Après évaluation des 72 heures de grève nationale qui a motivé le déplacement des 14 responsables syndicaux régionaux à Dakar, le Sames se dit très satisfait de l’évolution de leur mouvement. Ainsi, par la voix de son secrétaire général, Dr Boly Diop, il compte poursuivre le mouvement, avec la centralisation des urgences, les 20, 21 et 22 février sur tout le territoire national.

Après avoir procédé à l’évaluation des 72 heures de grève du mois de janvier avec la participation de tous les responsables dudit syndicat à la réunion d’évaluation, qu’il juge très satisfaisant, du fait que le mot d’ordre a été respecté par tous les membres et sympathisants du Sames sur l’ensemble du territoire national, les médecins ne comptent pas s’arrêter en si bon chemin. Les camarades de Boly Diop ont décidé de récidiver les 20, 21 et 22 février prochain afin de faire en sorte que le gouvernement puisse accepter leurs revendications signées lors du protocole d’accords de 2014.
« Ce que nous attendons de ce gouvernement qui est toujours à l’état de promesse, c’est la matérialisation de nos revendications », a déclaré Dr Boly Diop. Mais, précise-t-il, en adoptant une « nouvelle stratégie » qui consiste à centraliser les urgences à Dakar et partout dans les régions.
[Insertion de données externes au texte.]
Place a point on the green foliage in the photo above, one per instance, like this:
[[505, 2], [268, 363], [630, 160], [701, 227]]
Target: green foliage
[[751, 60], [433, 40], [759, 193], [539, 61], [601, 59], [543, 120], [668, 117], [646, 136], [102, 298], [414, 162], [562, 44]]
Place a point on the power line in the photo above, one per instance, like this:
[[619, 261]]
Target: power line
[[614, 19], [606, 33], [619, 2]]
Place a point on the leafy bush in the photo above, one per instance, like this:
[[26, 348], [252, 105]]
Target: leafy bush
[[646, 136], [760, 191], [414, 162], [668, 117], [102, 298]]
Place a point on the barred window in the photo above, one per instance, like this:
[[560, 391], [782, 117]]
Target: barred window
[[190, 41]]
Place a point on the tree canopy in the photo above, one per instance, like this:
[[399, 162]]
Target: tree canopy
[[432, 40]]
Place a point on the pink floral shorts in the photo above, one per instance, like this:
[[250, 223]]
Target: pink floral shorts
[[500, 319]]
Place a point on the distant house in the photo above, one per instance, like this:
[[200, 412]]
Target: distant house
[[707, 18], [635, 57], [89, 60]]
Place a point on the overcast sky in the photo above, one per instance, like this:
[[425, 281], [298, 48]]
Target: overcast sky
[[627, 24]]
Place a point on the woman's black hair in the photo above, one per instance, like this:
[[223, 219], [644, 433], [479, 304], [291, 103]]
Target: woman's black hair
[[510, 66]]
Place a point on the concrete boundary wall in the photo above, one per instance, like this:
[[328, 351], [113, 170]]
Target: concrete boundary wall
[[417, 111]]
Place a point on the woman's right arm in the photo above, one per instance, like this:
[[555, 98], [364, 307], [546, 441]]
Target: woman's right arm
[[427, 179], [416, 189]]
« Au moment venu et pour chaque région, on va annoncer les structures de santé qui vont prendre en charge les urgences », dira-t-il rassuré.
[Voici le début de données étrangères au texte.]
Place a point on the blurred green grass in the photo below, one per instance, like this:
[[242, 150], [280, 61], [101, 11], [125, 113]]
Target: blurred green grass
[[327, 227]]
Il poursuit : « On a discuté des stratégies, tout en ficelant nos plans. Le moment venu, le Sames fera un communiqué en détaillant pour chaque région les structures qui vont prendre en charge les urgences ». Il s’exprimait lors d’une conférence de presse tenue le samedi dernier 3 février à Dakar. Revenant en charge sur le gouvernement, ce dernier de faire savoir que le gouvernement n’a pas de décisions ni de solutions concrètes du fait qu’il est resté à l’état de promesse. « Alors que nous, nous avons dépassé cet étape », a déploré Dr Boly Diop. Et d’insister : « Aujourd’hui, si nous allons en négociation avec le gouvernement, c’est qu’il nous dise ce qu’il a fait de façon concrète, parce depuis quatre ans que le protocole est signé, sur l’ensemble des points qu’on a discuté, il n’y a aucun qui a été satisfait ». Ce qui est le problème fondamental du gouvernement qui est toujours dans le processus alors que les syndicalistes veulent être à l’aboutissement et de façon concrète.
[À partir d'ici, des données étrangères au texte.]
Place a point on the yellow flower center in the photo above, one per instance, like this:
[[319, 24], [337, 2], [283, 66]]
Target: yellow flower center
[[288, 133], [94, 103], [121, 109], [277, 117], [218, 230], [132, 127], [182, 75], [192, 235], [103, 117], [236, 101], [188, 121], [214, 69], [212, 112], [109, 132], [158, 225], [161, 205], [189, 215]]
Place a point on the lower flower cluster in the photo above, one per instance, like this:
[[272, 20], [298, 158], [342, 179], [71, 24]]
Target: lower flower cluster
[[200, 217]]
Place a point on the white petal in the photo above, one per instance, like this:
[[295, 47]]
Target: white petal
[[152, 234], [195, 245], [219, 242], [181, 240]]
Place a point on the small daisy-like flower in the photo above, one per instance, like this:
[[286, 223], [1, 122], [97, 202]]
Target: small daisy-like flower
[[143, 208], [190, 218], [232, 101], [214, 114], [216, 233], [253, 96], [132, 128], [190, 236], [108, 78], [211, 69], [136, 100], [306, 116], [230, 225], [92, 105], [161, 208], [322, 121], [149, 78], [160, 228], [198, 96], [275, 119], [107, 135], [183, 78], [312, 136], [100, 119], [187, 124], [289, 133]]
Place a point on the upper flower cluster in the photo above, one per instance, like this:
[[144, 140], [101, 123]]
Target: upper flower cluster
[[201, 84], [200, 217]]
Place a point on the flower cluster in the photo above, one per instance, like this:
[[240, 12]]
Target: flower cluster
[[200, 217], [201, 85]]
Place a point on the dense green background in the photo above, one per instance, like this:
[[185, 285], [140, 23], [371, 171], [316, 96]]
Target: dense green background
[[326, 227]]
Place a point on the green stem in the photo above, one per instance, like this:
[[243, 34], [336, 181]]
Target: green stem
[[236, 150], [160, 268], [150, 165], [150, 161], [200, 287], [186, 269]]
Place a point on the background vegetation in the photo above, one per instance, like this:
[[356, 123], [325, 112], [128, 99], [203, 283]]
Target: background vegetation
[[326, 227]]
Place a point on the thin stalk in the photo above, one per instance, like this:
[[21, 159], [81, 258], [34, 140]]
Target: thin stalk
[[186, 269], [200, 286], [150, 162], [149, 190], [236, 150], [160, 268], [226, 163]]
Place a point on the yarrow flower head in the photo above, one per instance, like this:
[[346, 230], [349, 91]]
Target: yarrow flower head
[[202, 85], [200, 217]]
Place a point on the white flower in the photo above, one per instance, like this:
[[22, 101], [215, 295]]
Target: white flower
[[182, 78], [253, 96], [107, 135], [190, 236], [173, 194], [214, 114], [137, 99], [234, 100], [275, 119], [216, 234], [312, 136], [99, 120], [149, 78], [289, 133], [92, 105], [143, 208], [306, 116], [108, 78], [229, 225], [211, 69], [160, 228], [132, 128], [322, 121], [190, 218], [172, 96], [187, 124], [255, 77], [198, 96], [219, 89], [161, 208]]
« Depuis 2014, nous attendons que le gouvernement nous dit, vous les médecins nous allons revaloriser vos salaires et autres. Mais il est incapable de nous dire qu’est-ce qu’il propose pour les médecins », se désole-t-il. Selon lui, il n’y a aucune matérialisation sur ce qui a été signé depuis lors. Ce qui leur a poussé de prendre leur responsabilité. « Nous avons alerté la population depuis maintenant quatre ans et de façon régulière, mais le gouvernement est dans son rôle à savoir que des promesses. Si nous allons jusqu’à la centralisation c’est la responsabilité du gouvernement, qui a la santé des populations », a affirmé Dr Boly Diop, tout en faisant savoir que les blouses blanches vivent « une injustice sociale » avec toutes leurs années d’études. « La population doit comprendre que dans ce combat, nous sommes avec elle, parce que dans certaines régions comme Tambacounda, il n’y a pas de gynécologue. Raison pour laquelle il faut une gestion des ressources humaines », dira-t-il.